Leandro. Mia cugina non vi ha esibito ancora la grazia sua.

Momolo. Caro sior cusina, faressi maggio de andar in portego.

Ottavio. Mia sorella è una donna, che sa distinguer chi merita.

Momolo. Bravo, sior fradelo; vu sè un omo de garbo. Quanto che pagarave, che fussi mio parente.

Ottavio. Questo potrebbe farsi col mezzo di mia sorella.

Momolo. Ah, cossa disela? (a Clarice)

Leandro. Non è questo il tempo per simili ragionamenti.

Momolo.

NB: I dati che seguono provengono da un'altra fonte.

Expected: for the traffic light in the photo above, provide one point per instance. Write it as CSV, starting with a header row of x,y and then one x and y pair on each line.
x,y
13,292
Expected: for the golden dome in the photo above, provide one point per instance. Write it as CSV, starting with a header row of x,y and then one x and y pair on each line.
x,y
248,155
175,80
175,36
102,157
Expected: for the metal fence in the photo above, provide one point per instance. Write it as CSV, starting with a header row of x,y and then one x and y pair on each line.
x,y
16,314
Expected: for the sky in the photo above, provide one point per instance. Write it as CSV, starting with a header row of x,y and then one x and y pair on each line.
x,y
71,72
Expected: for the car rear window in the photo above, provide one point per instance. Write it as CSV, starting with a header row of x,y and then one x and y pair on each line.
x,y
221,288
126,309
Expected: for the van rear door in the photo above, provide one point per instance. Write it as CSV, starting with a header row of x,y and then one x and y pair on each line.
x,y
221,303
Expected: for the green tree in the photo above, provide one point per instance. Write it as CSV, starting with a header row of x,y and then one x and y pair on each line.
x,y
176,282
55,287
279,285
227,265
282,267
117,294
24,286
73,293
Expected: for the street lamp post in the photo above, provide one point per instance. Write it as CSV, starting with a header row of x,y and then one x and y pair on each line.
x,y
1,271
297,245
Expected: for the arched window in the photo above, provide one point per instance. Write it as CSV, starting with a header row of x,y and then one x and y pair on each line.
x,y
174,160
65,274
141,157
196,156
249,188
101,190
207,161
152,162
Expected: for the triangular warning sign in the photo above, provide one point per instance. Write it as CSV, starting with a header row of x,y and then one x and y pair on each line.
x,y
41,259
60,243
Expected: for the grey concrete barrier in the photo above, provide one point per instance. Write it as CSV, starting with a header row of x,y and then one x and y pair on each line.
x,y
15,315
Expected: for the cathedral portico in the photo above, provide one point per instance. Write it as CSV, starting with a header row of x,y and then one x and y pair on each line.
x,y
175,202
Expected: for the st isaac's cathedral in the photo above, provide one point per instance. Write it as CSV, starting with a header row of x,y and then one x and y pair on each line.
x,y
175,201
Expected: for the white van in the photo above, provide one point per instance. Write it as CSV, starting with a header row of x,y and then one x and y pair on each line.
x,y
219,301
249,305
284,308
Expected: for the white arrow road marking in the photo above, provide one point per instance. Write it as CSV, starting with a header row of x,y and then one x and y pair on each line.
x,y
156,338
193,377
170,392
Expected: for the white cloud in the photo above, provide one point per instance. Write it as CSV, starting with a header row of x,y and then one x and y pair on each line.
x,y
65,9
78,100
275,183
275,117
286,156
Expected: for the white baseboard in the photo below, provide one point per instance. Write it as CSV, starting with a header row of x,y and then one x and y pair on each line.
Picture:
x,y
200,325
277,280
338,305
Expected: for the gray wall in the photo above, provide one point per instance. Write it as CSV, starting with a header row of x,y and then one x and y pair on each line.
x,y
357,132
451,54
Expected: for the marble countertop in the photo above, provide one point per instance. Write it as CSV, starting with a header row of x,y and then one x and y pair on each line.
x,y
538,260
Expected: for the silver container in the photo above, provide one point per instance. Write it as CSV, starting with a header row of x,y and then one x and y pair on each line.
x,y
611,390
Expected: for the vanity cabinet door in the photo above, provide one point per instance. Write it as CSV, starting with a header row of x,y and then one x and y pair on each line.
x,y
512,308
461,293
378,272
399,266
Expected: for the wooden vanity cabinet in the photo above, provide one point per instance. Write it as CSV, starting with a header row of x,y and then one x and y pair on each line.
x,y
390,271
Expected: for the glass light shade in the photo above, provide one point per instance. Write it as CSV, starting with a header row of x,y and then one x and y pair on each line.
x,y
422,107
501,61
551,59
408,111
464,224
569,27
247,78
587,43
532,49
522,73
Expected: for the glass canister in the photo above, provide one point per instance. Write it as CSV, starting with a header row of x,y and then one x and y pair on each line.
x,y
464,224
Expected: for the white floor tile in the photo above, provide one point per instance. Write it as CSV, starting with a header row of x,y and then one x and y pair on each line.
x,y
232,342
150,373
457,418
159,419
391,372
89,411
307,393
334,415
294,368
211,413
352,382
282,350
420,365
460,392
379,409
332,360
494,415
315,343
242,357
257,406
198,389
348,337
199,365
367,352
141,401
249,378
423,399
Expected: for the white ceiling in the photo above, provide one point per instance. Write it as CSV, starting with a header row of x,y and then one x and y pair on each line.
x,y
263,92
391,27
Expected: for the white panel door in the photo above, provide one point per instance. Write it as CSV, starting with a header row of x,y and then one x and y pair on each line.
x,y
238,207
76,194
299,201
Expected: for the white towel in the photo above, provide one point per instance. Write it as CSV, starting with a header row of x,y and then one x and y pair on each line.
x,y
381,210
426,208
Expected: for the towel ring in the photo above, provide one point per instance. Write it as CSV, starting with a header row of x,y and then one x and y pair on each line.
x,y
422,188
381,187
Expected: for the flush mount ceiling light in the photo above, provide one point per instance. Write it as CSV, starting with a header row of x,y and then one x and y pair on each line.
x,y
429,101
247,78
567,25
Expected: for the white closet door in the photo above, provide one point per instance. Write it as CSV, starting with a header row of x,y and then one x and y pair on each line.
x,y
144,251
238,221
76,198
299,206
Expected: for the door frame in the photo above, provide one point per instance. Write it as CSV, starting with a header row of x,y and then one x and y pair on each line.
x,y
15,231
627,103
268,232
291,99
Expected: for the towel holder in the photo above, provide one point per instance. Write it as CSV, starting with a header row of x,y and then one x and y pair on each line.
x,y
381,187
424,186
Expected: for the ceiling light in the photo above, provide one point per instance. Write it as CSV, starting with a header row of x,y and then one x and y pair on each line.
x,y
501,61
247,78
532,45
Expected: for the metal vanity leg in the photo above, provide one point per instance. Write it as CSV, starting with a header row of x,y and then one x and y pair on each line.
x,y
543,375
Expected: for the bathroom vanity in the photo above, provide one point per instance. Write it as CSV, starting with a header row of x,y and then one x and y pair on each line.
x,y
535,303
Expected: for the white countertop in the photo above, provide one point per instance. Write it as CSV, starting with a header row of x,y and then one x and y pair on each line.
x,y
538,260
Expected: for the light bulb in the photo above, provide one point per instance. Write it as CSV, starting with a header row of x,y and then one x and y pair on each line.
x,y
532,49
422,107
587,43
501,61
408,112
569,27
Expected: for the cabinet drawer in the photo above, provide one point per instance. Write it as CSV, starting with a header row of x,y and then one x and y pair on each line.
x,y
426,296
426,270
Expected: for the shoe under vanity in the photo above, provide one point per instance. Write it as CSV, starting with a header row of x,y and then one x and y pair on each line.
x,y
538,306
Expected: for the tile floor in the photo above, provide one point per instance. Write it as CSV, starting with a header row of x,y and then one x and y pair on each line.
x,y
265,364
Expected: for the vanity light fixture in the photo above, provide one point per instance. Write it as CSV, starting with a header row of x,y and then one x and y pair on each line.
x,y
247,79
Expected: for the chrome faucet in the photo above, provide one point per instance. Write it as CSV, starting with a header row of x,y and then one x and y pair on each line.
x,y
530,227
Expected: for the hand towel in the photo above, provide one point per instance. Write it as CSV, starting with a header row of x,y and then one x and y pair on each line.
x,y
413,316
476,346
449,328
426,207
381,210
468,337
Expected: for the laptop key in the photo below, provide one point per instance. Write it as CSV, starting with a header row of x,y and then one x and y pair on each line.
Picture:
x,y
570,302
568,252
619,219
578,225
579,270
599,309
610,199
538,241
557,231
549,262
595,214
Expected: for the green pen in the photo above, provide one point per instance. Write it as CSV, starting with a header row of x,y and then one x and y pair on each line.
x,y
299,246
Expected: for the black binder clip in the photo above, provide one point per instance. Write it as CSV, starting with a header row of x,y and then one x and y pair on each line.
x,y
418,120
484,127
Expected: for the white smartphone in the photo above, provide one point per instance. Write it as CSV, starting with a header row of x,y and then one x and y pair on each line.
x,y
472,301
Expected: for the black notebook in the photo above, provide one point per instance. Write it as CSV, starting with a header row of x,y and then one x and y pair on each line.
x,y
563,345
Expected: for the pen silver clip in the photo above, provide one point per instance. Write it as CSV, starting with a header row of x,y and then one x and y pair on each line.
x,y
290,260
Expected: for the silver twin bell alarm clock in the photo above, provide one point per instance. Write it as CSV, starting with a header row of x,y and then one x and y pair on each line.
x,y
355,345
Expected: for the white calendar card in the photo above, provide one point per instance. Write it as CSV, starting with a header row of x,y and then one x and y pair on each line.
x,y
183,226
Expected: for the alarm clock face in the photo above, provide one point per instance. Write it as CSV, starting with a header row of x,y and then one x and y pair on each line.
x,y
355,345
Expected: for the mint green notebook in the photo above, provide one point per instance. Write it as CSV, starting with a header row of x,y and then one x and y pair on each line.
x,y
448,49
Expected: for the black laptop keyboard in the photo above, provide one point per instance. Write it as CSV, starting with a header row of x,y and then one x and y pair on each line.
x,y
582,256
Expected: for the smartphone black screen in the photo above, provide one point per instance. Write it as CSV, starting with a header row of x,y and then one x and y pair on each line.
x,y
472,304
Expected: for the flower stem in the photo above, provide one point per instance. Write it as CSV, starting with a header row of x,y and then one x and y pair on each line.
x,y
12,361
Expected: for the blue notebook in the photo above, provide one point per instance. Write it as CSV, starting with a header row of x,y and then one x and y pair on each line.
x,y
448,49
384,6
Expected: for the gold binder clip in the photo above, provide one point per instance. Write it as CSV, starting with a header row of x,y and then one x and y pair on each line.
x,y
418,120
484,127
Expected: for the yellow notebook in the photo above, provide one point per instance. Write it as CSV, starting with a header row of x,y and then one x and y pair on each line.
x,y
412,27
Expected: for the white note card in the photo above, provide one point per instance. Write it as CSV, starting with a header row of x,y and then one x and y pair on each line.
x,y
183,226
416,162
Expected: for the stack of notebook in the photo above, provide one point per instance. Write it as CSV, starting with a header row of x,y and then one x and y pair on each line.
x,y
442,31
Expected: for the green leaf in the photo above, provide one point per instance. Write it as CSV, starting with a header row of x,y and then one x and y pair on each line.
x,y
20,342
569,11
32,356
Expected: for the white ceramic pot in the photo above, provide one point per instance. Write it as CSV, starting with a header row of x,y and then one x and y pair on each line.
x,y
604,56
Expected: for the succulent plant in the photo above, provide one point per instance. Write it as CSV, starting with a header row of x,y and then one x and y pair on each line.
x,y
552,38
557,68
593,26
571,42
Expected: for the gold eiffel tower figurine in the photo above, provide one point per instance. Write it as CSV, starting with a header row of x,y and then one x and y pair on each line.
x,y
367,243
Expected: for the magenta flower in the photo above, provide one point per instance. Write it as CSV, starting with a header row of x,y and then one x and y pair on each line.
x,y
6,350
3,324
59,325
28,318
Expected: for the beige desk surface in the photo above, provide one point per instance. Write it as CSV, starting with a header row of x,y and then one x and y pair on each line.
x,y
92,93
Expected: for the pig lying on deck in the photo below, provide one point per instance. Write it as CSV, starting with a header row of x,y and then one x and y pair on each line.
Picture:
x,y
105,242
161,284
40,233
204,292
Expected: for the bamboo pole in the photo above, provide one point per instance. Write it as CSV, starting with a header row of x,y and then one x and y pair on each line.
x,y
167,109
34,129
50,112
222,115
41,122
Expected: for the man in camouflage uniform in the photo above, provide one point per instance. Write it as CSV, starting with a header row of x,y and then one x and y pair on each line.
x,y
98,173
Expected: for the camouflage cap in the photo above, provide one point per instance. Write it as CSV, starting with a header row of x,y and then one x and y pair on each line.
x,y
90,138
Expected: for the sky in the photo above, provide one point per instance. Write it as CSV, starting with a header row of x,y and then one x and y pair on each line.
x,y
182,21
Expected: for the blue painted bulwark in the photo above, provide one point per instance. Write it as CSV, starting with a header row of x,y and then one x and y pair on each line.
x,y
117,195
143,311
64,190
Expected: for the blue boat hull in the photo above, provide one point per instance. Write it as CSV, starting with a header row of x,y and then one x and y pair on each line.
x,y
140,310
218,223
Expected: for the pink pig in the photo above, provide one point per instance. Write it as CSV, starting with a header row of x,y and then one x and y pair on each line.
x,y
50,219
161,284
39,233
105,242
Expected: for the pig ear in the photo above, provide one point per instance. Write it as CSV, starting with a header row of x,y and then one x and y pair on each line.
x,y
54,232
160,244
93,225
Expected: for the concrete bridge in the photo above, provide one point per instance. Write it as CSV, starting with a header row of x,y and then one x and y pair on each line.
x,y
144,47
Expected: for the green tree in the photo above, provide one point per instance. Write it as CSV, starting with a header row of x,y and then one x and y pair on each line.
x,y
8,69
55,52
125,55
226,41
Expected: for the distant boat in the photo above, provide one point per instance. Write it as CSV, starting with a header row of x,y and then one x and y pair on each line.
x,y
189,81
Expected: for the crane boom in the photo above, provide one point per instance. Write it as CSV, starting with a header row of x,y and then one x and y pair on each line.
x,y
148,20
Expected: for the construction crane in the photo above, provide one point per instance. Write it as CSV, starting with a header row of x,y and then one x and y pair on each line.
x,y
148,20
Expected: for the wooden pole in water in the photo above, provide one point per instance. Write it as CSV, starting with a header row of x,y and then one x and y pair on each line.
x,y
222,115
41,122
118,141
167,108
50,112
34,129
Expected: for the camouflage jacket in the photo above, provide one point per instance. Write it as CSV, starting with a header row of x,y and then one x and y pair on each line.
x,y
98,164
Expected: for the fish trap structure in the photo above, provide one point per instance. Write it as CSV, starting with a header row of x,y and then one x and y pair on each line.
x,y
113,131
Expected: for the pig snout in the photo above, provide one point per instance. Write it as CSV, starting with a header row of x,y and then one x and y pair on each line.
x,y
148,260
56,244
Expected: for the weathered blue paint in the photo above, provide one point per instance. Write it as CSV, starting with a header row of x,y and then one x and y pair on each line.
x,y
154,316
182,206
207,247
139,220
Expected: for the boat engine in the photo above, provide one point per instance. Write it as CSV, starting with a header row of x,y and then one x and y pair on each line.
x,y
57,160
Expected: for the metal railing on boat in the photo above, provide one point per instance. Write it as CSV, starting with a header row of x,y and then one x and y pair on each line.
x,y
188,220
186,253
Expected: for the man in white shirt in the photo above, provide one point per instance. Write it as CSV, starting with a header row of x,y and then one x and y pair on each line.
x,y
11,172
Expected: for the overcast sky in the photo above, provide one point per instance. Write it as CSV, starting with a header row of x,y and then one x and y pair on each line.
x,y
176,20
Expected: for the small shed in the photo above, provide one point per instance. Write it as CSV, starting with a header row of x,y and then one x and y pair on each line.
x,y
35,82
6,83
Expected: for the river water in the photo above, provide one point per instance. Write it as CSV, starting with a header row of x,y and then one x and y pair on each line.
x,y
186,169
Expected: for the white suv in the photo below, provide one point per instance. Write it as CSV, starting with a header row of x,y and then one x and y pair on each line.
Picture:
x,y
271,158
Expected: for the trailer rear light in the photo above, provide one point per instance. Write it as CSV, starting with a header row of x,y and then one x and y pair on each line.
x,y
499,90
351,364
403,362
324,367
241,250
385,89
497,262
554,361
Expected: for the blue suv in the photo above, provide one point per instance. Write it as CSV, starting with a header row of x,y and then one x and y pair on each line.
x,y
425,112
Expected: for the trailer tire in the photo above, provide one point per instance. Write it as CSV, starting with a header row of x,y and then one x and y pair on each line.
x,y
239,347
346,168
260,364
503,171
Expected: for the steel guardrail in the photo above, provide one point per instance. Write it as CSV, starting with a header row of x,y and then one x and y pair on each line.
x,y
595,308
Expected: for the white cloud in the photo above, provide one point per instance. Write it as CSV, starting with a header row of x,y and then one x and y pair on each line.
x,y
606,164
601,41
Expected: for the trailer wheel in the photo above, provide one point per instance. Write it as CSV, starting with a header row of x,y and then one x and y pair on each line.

Patron caro, mi no parlo con ela. (a Leandro)

Clarice. Dice bene mio cugino, voi parlate fuor di proposito.

Momolo. La gh’ha rason, la compatissa. Delle volte se parla senza che la mente gh’abbia tempo de pensarghe suso. La bocca xe un istrumento del corpo, un organo che se lassa mover dal cuor, ma le parole che vien dal cuor, le xe sempre le più sincere. Muemo discorso, la varda sto aneletto, sta quadriglia de brillantini: ghe piaselo? Cossa disela de sta chiarezza, de sta uguaglianza?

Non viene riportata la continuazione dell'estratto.